O presidente do Supremo Tribunal Federal, Edson Fachin, negou um pedido da CPI do Crime Organizado. A comissão queria suspender uma decisão do ministro Gilmar Mendes, que anulou a quebra de sigilos de uma empresa ligada ao ministro Dias Toffoli. Com a decisão de Fachin, a ordem de Gilmar Mendes permanece totalmente válida.
A CPI buscava acessar dados bancários, fiscais e telefônicos da Maridt Participações. A empresa tem os irmãos de Toffoli como sócios. Os parlamentares suspeitavam de irregularidades financeiras e lavagem de dinheiro. A investigação parlamentar aprovou as medidas, mas a empresa recorreu ao STF.
O caso foi parar nas mãos do ministro Gilmar Mendes. Ele concedeu um habeas corpus à empresa, anulando as decisões da CPI. O ministro entendeu que houve irregularidade na forma como as quebras de sigilo foram determinadas. A comissão, então, pediu a Fachin que suspendesse os efeitos dessa decisão.
A resposta técnica do presidente do STF
Edson Fachin não analisou se a decisão de Gilmar estava certa ou errada. Ele fez um apontamento técnico sobre o tipo de recurso usado pela CPI. O presidente do STF explicou que a chamada “suspensão de liminar” serve para casos muito específicos, que envolvam risco à ordem pública.
Ele afirmou que esse instrumento não funciona como um recurso comum. Também não cabe a ele, como presidente, revisar decisões de outro ministro da corte. Fachin foi claro: não se admite, como regra, pedir a suspensão de uma decisão proferida por um ministro do Supremo.
Por isso, o pedido da CPI foi negado. Fachin não entrou no mérito da investigação sobre a empresa. Paralelamente, ele encaminhou outro pedido da comissão para o próprio Gilmar Mendes, que é o relator do caso, prestar esclarecimentos.

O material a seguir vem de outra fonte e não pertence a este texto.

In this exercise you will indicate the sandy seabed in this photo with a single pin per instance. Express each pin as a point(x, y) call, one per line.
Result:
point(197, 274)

O pano de fundo das investigações
As suspeitas envolvem as conexões do ministro Dias Toffoli com Daniel Vorcaro, dono do Banco Master. A Polícia Federal já produziu um relatório de duzentas páginas sobre essas relações. O documento foi entregue ao presidente Fachin, mas não foi suficiente para autorizar uma investigação formal contra o ministro.
Toffoli não é investigado pela PF. Para que isso aconteça, seria necessária uma autorização do próprio STF. Os investigadores, no entanto, seguem apurando suspeitas de crimes financeiros em fundos ligados ao resort Tayayá, do qual a família do magistrado foi sócia.
A parceria no resort, localizado no Paraná, começou em 2021. A Maridt, empresa familiar do ministro, vendeu parte de sua participação para um fundo de investimentos chamado Arleen. Esse fundo integra uma cadeia de fundos utilizados pelo Banco Master, segundo as apurações.
Os desdobramentos políticos e o próximo passo
O senador Fabiano Contarato, presidente da CPI, criticou a decisão de Fachin. Ele afirmou que a medida limita o avanço das investigações e impacta as prerrogativas constitucionais das comissões parlamentares. A CPI vai recorrer da decisão, na expectativa de que o plenário do STF reveja o caso.
A comissão confia que eventuais distorções no sistema de distribuição de processos serão corrigidas. Agora, qualquer progresso nas apurações que tangenciem o ministro Toffoli dependerá de decisões do ministro André Mendonça, novo relator do caso na corte.
A Maridt deixou a sociedade no grupo Tayayá no ano passado. A participação restante foi adquirida por um advogado que já atuou para a JBS. Toffoli afirmou que todas as operações foram declaradas à Receita Federal e realizadas dentro do valor de mercado. A empresa é administrada por parentes do ministro, o que é permitido pela legislação.